Lejos de Hollywood desde hace años, Allen ha ido encontrando refugio en Europa, encadenando rodajes que dibujan una geografía creativa alternativa: de Rifkin's Festival, filmada en San Sebastián, a Golpe de suerte, rodada en Francia. Su siguiente paso parecía claro cuando se anunció un acuerdo con las instituciones madrileñas para levantar su película número 51, con financiación incluida y una condición tan simbólica como concreta: que “Madrid” figurara en el título.
Sin embargo, lo que debía ponerse en marcha en la primavera de 2026 permanece, de momento, en un extraño limbo.
No ha habido visitas, ni localizaciones, ni señales de actividad por parte de Gravier Productions ni de Wanda Visión, las entidades implicadas en el proyecto. El silencio se ha prolongado tanto que ya no suena a pausa, sino a paréntesis indefinido. Más aún cuando, según algunas informaciones, el propio Allen habría dejado caer recientemente que no tiene ninguna película en marcha.
La paradoja es evidente. El proyecto nacía como una apuesta estratégica para reforzar la imagen de la capital, una forma de convertir a Madrid en escenario y escaparate internacional bajo la mirada de un autor reconocible. Pero esa combinación de incentivos —financiación, facilidades logísticas, visibilidad— no ha terminado de cristalizar en algo tangible.
Quizá sea una cuestión de tiempos, de encaje creativo o, simplemente, de circunstancias que no han trascendido.

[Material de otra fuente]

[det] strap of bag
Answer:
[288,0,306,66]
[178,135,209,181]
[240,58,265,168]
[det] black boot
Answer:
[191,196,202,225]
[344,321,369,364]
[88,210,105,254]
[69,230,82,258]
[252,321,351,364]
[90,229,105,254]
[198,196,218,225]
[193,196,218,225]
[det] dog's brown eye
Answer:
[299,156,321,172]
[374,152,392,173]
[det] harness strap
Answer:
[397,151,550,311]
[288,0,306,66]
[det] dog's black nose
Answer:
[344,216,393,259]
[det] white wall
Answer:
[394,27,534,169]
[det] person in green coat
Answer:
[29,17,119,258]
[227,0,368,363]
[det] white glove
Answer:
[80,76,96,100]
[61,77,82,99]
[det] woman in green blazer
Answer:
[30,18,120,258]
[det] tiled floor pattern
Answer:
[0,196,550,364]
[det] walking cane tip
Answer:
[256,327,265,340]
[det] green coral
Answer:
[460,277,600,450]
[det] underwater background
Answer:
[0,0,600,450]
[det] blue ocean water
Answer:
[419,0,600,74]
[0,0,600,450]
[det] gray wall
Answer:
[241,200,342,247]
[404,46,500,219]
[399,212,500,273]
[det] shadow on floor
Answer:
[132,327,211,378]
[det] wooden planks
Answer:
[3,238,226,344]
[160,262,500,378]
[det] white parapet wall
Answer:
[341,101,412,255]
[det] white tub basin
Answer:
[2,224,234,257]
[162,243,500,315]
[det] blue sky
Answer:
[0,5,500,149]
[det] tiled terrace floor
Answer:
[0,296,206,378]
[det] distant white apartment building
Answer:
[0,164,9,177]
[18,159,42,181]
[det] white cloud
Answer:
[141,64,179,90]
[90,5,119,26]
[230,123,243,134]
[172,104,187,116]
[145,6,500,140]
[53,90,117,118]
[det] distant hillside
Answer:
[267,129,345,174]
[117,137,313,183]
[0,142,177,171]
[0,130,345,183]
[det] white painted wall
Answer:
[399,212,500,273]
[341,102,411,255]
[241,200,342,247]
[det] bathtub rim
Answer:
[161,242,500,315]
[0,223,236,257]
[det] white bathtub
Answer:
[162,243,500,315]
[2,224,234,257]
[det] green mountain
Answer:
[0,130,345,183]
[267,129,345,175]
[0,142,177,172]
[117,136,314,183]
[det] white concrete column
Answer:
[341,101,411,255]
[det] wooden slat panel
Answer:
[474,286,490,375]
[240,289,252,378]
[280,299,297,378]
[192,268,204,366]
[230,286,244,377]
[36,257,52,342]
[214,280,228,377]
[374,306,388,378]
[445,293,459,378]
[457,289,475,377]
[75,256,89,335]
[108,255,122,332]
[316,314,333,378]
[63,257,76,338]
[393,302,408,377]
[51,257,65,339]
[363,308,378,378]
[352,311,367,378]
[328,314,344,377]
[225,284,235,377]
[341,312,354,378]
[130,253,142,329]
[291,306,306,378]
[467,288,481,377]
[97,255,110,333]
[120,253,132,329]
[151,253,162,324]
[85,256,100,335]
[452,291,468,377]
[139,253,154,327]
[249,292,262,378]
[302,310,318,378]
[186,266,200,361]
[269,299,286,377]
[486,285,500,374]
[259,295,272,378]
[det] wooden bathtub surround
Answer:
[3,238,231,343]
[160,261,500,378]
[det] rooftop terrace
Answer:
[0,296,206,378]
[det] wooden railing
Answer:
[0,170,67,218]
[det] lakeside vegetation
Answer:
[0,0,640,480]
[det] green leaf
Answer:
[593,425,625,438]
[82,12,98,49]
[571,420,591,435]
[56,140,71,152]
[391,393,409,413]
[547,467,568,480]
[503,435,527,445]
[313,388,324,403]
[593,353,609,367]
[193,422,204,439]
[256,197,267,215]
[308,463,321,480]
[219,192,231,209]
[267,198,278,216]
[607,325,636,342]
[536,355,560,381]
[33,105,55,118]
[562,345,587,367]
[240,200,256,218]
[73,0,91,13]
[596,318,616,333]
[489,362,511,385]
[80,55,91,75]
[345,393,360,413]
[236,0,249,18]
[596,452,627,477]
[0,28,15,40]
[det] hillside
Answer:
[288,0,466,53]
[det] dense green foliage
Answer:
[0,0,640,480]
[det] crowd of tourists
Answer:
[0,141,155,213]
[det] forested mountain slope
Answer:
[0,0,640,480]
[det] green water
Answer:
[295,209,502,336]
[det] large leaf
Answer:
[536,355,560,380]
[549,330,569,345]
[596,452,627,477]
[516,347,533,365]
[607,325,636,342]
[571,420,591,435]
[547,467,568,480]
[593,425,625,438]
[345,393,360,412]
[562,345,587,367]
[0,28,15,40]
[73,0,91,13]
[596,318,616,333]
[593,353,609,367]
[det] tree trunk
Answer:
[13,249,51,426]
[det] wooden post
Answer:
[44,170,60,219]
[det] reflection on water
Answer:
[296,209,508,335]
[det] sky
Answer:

O quizá, como ocurre a veces en el cine, el proyecto se quede en esa categoría ambigua de las películas que casi fueron.
Lo cierto es que, por ahora, ese hipotético título con “Madrid” en letras grandes sigue siendo más una idea que una realidad. Y el regreso de Woody Allen a España, una posibilidad en suspenso.

Se dijo en primavara, aún no ha finalizado la primavera, pero si que es raro que no haya ya ni localizaciones, me da que esto irá a parar al sueño de los justos.